Import Provider

From Grooper Wiki

This article is about the current version of Grooper.

Note that some content may still need to be updated.

2025 202320212.90

Import Providers enable Grooper to import file-based content from numerous sources, including Windows file systems, SFTP file systems, mail servers and various content management systems (CMS). An Import Provider is selected and configured when configuring "Import Jobs". Import Jobs are submitted in one of two ways:

  • By a user from the Imports page: Ad-hoc or "user directed" Import Jobs are submitted from the Imports Page, using the "Submit Import Job" button.
  • From an Import Watcher service: Automated or "scheduled" Import Jobs are submitted by an Import Watcher service according to its Poling Loop or Specific Times specification.

In both cases, an Import Provider is selected and configured using using the "Provider" property.

About

What is an import provider?

Import Providers are a core feature in Grooper, enabling the automated or manual ingestion of documents and folders from a wide variety of external sources into Grooper Batches. They provide a flexible, configurable interface for bringing content into the system, supporting both high-volume production imports and targeted, ad-hoc acquisitions.

An Import Provider defines how content is brought into Grooper from external systems. It acts as a bridge between Grooper and sources such as file systems, FTP/SFTP servers, email servers, content repositories, and more. Each Import Provider is designed to connect to a specific type of source, retrieve content, and create new Batches or add to existing ones.

Purpose and benefits

  • Automates the process of acquiring documents and folders from external sources.
  • Supports both scheduled and on-demand imports.
  • Enables consistent batch creation, naming, and content type assignment.
  • Offers advanced options for filtering, disposition (move, delete, flag), and incremental import.
  • Supports both standard and sparse import modes, optimizing storage and performance.

How import providers are used

Import Providers can be used in several ways:

  • From the Imports page for user-directed, manual imports.
  • As part of the Import Watcher service for scheduled, unattended imports.
  • To import documents from search results or other dynamic queries.

Types of import providers

CMIS Import Providers

The CMIS Import providers are used to import content over a CMIS Connection from CMIS Repositories. This allows users to import from various on-premise and cloud based storage platforms.

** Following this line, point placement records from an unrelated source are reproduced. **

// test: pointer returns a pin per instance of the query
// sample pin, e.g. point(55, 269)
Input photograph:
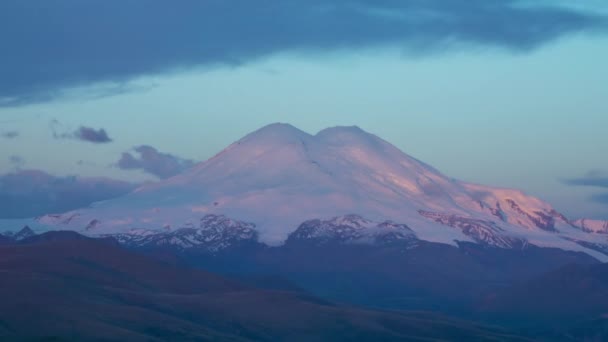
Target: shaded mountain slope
point(75, 288)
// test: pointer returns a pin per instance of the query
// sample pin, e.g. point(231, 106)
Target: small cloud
point(29, 193)
point(594, 178)
point(85, 163)
point(150, 160)
point(16, 160)
point(600, 198)
point(99, 136)
point(10, 135)
point(83, 133)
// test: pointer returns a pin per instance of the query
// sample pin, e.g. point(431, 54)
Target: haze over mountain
point(279, 177)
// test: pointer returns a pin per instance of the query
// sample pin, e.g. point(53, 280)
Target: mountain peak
point(276, 133)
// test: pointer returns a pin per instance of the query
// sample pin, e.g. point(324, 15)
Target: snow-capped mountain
point(213, 233)
point(22, 234)
point(279, 177)
point(592, 226)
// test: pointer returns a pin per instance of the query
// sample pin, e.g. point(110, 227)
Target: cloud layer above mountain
point(596, 179)
point(49, 45)
point(150, 160)
point(28, 193)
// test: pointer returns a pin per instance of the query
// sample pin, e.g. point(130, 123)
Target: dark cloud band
point(47, 45)
point(28, 193)
point(149, 160)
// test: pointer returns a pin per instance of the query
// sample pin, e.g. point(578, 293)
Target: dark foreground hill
point(60, 286)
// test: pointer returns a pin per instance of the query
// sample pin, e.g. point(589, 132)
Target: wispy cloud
point(596, 179)
point(16, 161)
point(97, 136)
point(115, 41)
point(10, 135)
point(83, 133)
point(28, 193)
point(150, 160)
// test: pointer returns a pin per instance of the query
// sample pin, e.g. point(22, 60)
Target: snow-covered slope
point(593, 226)
point(279, 177)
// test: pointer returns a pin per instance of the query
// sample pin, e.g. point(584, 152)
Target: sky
point(99, 96)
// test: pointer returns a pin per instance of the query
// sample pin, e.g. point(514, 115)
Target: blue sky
point(508, 93)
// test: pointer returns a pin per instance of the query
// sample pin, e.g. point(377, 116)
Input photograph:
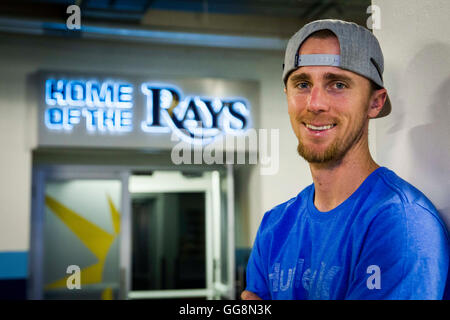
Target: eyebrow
point(327, 76)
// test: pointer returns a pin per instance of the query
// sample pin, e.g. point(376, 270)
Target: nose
point(317, 101)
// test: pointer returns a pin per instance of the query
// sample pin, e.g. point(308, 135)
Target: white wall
point(414, 140)
point(22, 55)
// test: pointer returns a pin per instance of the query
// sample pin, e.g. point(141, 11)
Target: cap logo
point(318, 60)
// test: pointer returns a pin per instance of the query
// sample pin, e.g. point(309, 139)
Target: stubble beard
point(338, 148)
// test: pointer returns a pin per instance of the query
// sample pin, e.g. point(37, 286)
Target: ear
point(376, 103)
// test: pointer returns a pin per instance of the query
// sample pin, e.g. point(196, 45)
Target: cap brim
point(386, 108)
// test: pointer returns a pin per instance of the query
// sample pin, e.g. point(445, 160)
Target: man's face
point(327, 106)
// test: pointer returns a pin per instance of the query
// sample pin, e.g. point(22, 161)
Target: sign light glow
point(110, 106)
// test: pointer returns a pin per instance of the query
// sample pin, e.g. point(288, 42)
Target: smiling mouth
point(319, 128)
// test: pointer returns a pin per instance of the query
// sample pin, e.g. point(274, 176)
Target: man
point(359, 231)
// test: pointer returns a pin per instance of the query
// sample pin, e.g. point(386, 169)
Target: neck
point(334, 182)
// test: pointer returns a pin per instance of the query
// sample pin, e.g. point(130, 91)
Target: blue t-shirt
point(386, 241)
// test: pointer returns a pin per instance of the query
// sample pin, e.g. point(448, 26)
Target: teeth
point(310, 126)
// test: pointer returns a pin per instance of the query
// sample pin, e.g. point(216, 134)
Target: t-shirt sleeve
point(256, 275)
point(405, 256)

Documents are imported from CMIS Connections using either the Import Descendants or Import Query Results providers.

  • Import Descendants will import all documents within a designated folder location of a CMIS Repository (including documents in sub-folders).
  • Import Query Results allows you to use a query syntax similar to a SQL query (called a CMIS Query) to set conditions for import based on the item's available metadata, such as a documents name, file type, creation date, archive status, or other variables.
  • BE AWARE! Import Descendants is a simplified version of Import Query Results.
    • It is best practice to use Import Query Results when you are able. It is more fully featured and more developed.
    • Import Descendants should only be used for CMIS Connection Types that are not query-able.

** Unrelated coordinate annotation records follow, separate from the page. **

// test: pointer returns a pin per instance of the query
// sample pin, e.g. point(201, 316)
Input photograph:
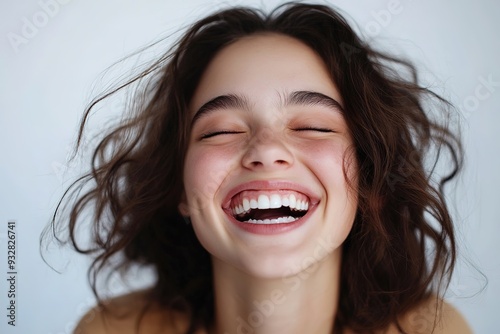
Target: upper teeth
point(273, 201)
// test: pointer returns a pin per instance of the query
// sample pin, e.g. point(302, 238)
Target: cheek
point(327, 160)
point(204, 172)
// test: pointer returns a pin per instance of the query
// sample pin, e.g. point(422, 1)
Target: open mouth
point(281, 207)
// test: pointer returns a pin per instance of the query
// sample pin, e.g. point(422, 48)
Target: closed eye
point(314, 129)
point(218, 133)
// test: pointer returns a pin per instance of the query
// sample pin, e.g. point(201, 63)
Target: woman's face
point(263, 176)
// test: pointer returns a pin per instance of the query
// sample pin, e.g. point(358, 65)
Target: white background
point(47, 81)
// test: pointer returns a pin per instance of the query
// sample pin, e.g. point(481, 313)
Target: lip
point(270, 229)
point(269, 185)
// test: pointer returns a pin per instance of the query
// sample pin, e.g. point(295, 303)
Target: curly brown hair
point(135, 183)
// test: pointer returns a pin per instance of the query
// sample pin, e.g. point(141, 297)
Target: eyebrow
point(240, 102)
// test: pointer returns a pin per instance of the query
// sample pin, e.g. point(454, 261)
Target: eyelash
point(314, 129)
point(216, 133)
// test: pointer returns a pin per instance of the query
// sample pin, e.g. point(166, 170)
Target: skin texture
point(286, 282)
point(271, 141)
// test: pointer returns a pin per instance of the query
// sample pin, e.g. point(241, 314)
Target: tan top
point(125, 312)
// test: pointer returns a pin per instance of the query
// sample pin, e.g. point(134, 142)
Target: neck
point(303, 303)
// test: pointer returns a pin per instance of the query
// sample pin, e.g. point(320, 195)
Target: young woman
point(275, 175)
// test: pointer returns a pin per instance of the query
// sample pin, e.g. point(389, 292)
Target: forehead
point(262, 65)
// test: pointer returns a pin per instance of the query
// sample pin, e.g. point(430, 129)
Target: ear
point(183, 206)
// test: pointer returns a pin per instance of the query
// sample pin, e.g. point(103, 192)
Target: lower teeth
point(281, 220)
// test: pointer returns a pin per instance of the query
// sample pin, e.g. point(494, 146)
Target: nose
point(266, 151)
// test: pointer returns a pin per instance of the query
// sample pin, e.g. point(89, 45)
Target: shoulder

For more information on how to set up a CMIS Connection and how to import using a CMIS Import provider, visit the following articles:

Other Import Providers

For most document import scenarios, users will use one of the CMIS Import providers and import files from a CMIS Repository. However, the following import mechanisms cannot utilize a CMIS Repository. These have very specialized import mechanisms requiring unique Import Providers.

  • HTTP Import
    • This provider is used to import web-based content (web pages and files hosted on an HTTP server). HTTP Import can be used to ingest individual web pages, defined portions of a website or entire websites into Grooper.
  • OPEX Import
    • This provider is necessary to import content using OPEX Scanning Devices (commonly used for mailroom automation).

used to import web-based content (web pages and files hosted on an HTTP server). HTTP Import can be used to ingest individual web pages, defined portions of a website or entire websites into Grooper.

  • Search Import
    • This provider allows you to import documents from the Search Page. It will create a Batch from documents in the search query's result list.
  • Test Batch
    • This provider allows users to import content from a Grooper Test Batch (a Batch in the "Batches > Test" branch of the Grooper node tree).
    • This provider has no real use in production scenarios. It is typically used by Grooper designers testing a Batch Process.

Legacy Import Providers

These providers exist in Grooper for backwards compatibility.

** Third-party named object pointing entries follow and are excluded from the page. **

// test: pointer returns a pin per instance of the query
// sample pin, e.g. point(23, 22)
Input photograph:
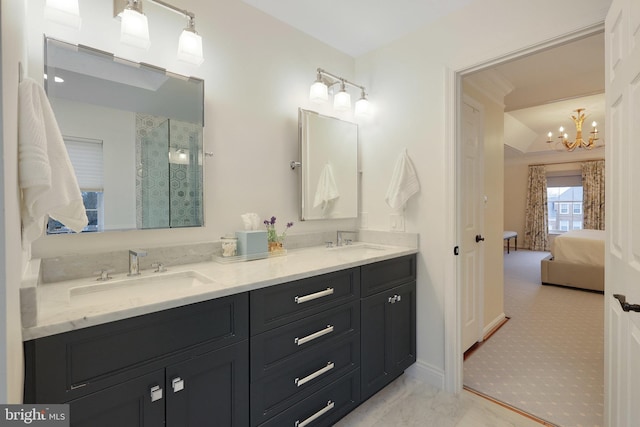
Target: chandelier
point(578, 142)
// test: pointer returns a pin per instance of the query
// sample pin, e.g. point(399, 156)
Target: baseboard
point(493, 325)
point(427, 373)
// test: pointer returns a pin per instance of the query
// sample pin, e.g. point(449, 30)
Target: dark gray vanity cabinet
point(388, 335)
point(186, 366)
point(305, 350)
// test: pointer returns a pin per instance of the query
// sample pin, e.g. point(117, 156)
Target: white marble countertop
point(75, 304)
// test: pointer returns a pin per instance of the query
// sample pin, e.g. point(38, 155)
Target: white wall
point(257, 73)
point(11, 256)
point(408, 81)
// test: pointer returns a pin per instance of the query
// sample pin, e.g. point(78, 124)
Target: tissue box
point(252, 243)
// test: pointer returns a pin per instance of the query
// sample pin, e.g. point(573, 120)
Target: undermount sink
point(147, 282)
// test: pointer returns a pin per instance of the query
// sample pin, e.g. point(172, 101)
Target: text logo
point(34, 415)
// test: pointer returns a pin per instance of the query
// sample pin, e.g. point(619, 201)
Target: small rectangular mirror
point(329, 167)
point(134, 136)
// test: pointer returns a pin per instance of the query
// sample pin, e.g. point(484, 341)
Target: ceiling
point(546, 87)
point(356, 26)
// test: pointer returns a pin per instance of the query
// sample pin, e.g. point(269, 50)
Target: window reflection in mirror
point(329, 166)
point(134, 135)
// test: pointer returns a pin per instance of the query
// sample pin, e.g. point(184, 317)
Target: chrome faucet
point(134, 261)
point(340, 240)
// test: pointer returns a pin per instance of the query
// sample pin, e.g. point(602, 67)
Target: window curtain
point(536, 221)
point(593, 195)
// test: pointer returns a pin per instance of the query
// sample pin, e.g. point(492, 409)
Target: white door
point(472, 183)
point(622, 262)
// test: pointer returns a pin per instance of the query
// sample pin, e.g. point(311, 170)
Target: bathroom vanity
point(302, 347)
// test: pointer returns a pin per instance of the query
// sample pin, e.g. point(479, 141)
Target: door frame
point(453, 354)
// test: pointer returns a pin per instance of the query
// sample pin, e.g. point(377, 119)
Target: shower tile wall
point(168, 190)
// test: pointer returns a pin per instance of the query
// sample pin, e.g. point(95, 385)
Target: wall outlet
point(396, 222)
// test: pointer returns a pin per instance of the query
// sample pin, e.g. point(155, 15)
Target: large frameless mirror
point(329, 167)
point(134, 136)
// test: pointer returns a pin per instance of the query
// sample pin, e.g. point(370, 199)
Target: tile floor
point(410, 402)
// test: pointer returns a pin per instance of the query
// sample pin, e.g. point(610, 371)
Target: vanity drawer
point(303, 376)
point(387, 274)
point(323, 408)
point(68, 365)
point(272, 350)
point(277, 305)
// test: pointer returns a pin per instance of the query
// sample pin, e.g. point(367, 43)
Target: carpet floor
point(548, 359)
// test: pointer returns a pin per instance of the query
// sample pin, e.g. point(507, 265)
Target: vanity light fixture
point(134, 29)
point(319, 92)
point(65, 12)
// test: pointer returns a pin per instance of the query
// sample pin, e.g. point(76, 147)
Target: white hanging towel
point(47, 179)
point(404, 182)
point(327, 190)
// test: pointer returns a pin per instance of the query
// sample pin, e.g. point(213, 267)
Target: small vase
point(275, 246)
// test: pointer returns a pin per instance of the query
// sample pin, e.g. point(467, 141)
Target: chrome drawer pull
point(310, 297)
point(177, 384)
point(299, 382)
point(317, 415)
point(314, 335)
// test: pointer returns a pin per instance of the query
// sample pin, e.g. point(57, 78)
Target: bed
point(576, 260)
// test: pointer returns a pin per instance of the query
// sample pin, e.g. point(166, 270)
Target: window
point(564, 208)
point(87, 159)
point(564, 201)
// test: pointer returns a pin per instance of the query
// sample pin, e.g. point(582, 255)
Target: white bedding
point(580, 247)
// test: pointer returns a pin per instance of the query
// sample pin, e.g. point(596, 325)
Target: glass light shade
point(363, 108)
point(64, 12)
point(134, 29)
point(342, 101)
point(190, 47)
point(318, 92)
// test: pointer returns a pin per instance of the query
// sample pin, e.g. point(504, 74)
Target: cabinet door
point(210, 390)
point(388, 336)
point(130, 404)
point(403, 328)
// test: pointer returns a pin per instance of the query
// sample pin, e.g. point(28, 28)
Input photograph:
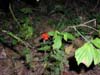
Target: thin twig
point(84, 25)
point(17, 38)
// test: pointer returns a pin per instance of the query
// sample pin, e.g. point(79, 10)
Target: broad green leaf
point(68, 36)
point(96, 42)
point(85, 54)
point(44, 48)
point(96, 56)
point(57, 42)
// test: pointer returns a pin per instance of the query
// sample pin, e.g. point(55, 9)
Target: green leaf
point(28, 58)
point(44, 48)
point(57, 42)
point(51, 33)
point(85, 54)
point(26, 10)
point(96, 42)
point(68, 36)
point(96, 56)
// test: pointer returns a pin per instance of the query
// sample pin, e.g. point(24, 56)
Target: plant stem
point(12, 13)
point(80, 34)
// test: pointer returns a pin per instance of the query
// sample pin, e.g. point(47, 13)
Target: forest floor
point(13, 63)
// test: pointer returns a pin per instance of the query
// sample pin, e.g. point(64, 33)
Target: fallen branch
point(26, 44)
point(84, 25)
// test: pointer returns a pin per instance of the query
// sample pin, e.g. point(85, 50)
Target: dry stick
point(84, 25)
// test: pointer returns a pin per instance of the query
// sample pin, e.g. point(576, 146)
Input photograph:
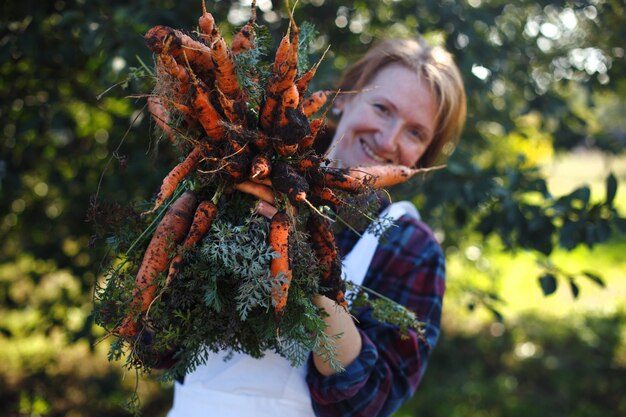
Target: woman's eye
point(416, 135)
point(381, 108)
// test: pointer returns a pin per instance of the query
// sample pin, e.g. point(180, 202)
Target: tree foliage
point(541, 78)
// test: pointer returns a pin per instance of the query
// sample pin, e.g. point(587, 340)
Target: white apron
point(270, 386)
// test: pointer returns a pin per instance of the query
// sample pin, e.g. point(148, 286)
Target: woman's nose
point(389, 137)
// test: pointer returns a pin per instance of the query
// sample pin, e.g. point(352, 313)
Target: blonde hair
point(437, 67)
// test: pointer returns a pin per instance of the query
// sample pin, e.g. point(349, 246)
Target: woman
point(408, 105)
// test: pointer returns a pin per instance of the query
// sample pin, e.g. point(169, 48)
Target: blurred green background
point(529, 211)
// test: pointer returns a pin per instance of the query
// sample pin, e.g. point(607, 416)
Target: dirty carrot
point(161, 118)
point(244, 39)
point(202, 220)
point(325, 248)
point(314, 102)
point(261, 167)
point(308, 140)
point(207, 115)
point(176, 175)
point(381, 176)
point(260, 191)
point(170, 231)
point(225, 75)
point(178, 44)
point(206, 23)
point(340, 179)
point(326, 196)
point(280, 266)
point(287, 180)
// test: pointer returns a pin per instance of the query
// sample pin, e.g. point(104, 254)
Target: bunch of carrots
point(234, 145)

  • In newer versions of Grooper, it is best practice to use a CMIS Import provider with an analogous "CMIS Binding" (selected when configuring a CMIS Connection).
  • However, they are still supported for older versions of Grooper that are upgraded to more current ones.

The Legacy Import Providers are as follows:

  • File System Import
    • This provider imports content over a local network to the Windows file system.
    • The analogous CMIS Connection binding is "NTFS".
  • FTP Import
    • This provider imports content using the FTP protocol.
    • The analogous CMIS Connection binding is "FTP".
  • SFTP Import
    • This provider imports content using the SFTP protocol.
    • The analogous CMIS Connection binding type is "SFTP".
  • Mail Import
    • This provider imports content to mail servers using the IMAP protocol.
    • The analogous CMIS Connection binding type is "IMAP".
    • FYI: If you are importing from a Microsoft Exchange server (i.e. you are using Outlook) you should use the Exchange binding. It is more fully featured, and will interoperate with Exchange email clients better.

Common configuration options

All Import Providers share a set of core configuration options:

  • "Sparse Import": When enabled, only a Content Link is created for each imported item, deferring content loading until needed.
  • "Skip Count": Skips a specified number of items at the beginning of the import sequence.
  • "Max Items": Limits the number of items imported in a single operation.
  • "Batch Creation": Controls how Batches are created and organized during import.
  • "Batch Name Options": Configures naming conventions for new Batches.
  • "Content Type": Assigns a Content Type to imported documents or folders, ensuring correct classification and processing.

Sparse import mode

Sparse import is a powerful feature that allows Grooper to create a Content Link for each imported item, rather than copying the file content into the repository. This reduces storage requirements and speeds up imports, especially for large volumes. Content can be loaded on demand later in the process, and all Grooper activities work with sparse documents as with normal documents.

See the Sparse Import article for more information.

Disposition options

Many Import Providers offer disposition options to control what happens to source files after import:

  • NoChange: Leave files in place.
  • Flag: Set or clear properties or attributes on import (available properties/attributes will differ based on the Import Provider selected).
  • Move (Not available when using Sparse import mode): Move files to a specified directory after import.
  • Delete (Not available when using Sparse import mode): Delete files after import.

Batch creation and naming

Import Providers allow you to control how Batches are created, including Batch size, structure, and naming conventions. This ensures imported content is organized according to your workflow and processing requirements.